Anzi: mi sono deciso a portarla in casa per aprirla con la convinzione che il suo tempo fosse già passato e che avrei trovato solo un liquido spiacevolmente ossidato: inutile lasciarlamlì ad occupare spazio.
Eppure, leggendo la voce dedicata a quest’uva, sinonima di priè rouge, sulla “Guida ai vitigni d’Italia” di Slow Food, rinasceva in me la speranza di sorprendermi. Tannino che necessita d’essere domato, tenore alcolico, tanta acidità, tenue colore: nella mia piccola esperienza, credenziali per un’evoluzione virtuosa.
Il tappo di sughero è lungo, si lascia estrarre chiedendo forza, ma è e resta tutto di un pezzo.
Il vino, a 13 anni, è un gioiello, di un colore aranciato molto trasparente, sognante e antico, dai riflessi quasi ambrati ma rubino al centro, dalle gocce rade e lente, quasi traduzione visiva di un sirventese.
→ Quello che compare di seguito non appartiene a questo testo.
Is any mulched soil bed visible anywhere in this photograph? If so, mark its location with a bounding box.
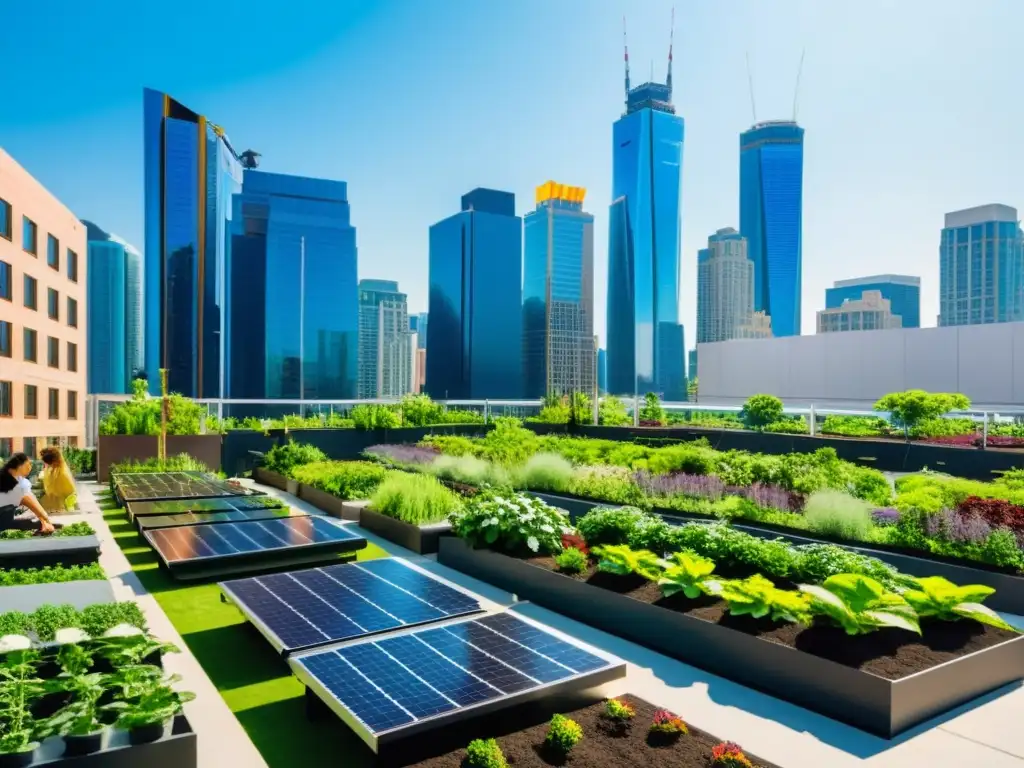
[527,557,1019,680]
[407,696,776,768]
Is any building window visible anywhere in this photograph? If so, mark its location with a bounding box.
[22,328,39,362]
[0,198,11,240]
[46,336,60,368]
[22,216,39,256]
[25,384,39,419]
[25,274,39,309]
[46,234,60,270]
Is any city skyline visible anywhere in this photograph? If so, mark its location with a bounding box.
[0,2,1024,343]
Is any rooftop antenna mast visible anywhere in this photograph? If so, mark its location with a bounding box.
[665,8,676,93]
[793,48,807,123]
[745,51,758,124]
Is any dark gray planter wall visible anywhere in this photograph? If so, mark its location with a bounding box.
[437,537,1024,738]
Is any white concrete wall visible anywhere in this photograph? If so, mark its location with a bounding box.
[697,323,1024,408]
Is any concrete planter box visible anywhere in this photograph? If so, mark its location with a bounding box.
[253,467,288,490]
[437,537,1024,738]
[359,507,452,555]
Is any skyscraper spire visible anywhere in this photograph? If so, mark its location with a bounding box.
[665,8,676,93]
[623,16,630,100]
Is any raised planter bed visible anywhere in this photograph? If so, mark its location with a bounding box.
[438,537,1024,738]
[359,507,452,555]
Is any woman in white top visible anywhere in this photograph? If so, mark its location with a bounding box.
[0,454,53,534]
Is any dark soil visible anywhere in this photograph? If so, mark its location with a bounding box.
[528,557,1020,680]
[405,696,775,768]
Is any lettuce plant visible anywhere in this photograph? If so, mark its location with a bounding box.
[657,552,715,600]
[592,544,665,582]
[800,573,921,635]
[903,577,1017,632]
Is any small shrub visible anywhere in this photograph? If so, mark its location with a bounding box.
[555,549,588,573]
[370,470,462,525]
[544,715,583,755]
[465,738,508,768]
[804,490,871,541]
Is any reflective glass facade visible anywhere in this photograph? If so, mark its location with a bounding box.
[825,274,921,328]
[426,189,523,399]
[607,83,685,399]
[522,182,595,397]
[739,121,804,336]
[143,89,242,397]
[83,221,143,394]
[937,205,1024,326]
[225,170,358,411]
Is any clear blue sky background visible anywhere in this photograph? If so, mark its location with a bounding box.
[0,0,1024,346]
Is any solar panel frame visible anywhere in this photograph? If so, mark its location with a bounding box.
[288,611,626,753]
[218,557,483,658]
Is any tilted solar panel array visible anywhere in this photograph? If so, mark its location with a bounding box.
[220,559,480,654]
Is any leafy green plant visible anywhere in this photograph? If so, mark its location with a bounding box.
[800,573,921,635]
[657,552,715,600]
[592,544,665,582]
[544,715,583,755]
[370,470,462,525]
[902,577,1017,632]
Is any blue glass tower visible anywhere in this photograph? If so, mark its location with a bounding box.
[825,274,921,328]
[739,120,804,336]
[226,168,358,411]
[426,188,522,399]
[522,181,595,398]
[607,36,685,400]
[82,221,143,394]
[142,88,242,397]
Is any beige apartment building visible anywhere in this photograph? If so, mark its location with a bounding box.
[0,148,87,458]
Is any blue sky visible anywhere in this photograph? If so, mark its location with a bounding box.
[0,0,1024,346]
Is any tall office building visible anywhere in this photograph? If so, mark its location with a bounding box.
[825,274,921,328]
[606,30,685,400]
[739,120,804,336]
[426,188,523,399]
[697,226,754,344]
[522,181,595,397]
[142,88,242,397]
[359,280,416,399]
[939,204,1024,326]
[817,291,903,334]
[226,168,358,405]
[82,221,145,394]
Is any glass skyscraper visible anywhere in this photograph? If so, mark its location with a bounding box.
[937,204,1024,326]
[522,181,595,397]
[739,120,804,336]
[426,188,523,399]
[825,274,921,328]
[143,88,242,397]
[606,53,685,400]
[82,221,144,394]
[226,168,358,412]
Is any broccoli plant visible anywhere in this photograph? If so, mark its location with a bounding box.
[800,573,921,635]
[903,577,1017,632]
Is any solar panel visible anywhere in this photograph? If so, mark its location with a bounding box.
[220,559,480,655]
[135,507,306,530]
[289,613,626,751]
[142,515,367,578]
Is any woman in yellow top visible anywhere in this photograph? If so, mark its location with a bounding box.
[39,446,78,512]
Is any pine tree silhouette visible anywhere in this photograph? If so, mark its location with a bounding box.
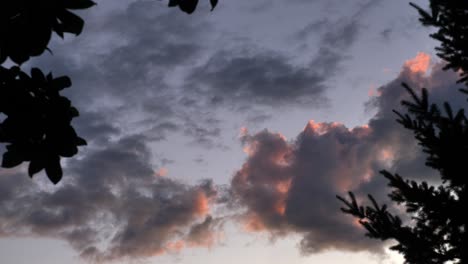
[337,0,468,264]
Fosse un quadro, sarebbe una di quelle tele ottocentesche di ambiente medievale, figurante una corte interna – magari di uno tra i tanti castelli valligiani – e una dama e un cavaliere, le mani che si posano sul calice intrecciandosi, mentre una lama di luce autunnale illumina la scena.
Tale alla vista, quale il profumo.
Ormai frutto ne è rimasto poco: in questa sorta di splendore autunnale, però, vivide ancora baluginano la fragolina di bosco, l’arancia, la ciliegia sotto spirito; ed è ancora vitale: evoca una succosità rimasta solo, forse, una memoria tra le sue molecole aromatiche; perché a disegnarlo oggi sono la cannella, il chiodo di garofano, la noce moscata, il marzapane, il burro di cacao, il ginepro, corteccia di eucalipto, che si susseguono in ordine sparso in una danza circolare di continui rimandi ed eterni ritorni, che atterra infine su note minerali nette, di ghisa e di ruggine.
Tale il profumo, quale al palato
Di corpo medio, lieve e soave la sensazione tattile, molto salato, dal tannino ampio, finissimo, naturalmente levigato, l’acidità alta, trasmette una sensazione di grande naturalezza per tutto il sorso, riverberandosi per l’intera sua lunghissima arcata, essenziale e fluida, che termina con un tocco finale, elegante, morbido, di caramella mou.
Evocativo, poetico, originale, sfumato, è insieme molto evoluto e molto giovane: vivido e reattivo, tuttavia posato, calmo, di maestà ingenua e struggente; una sorta di puro folle delle leggende medievali.
L’ho amato con tortellini in brodo preparati in casa, squisitisimmi.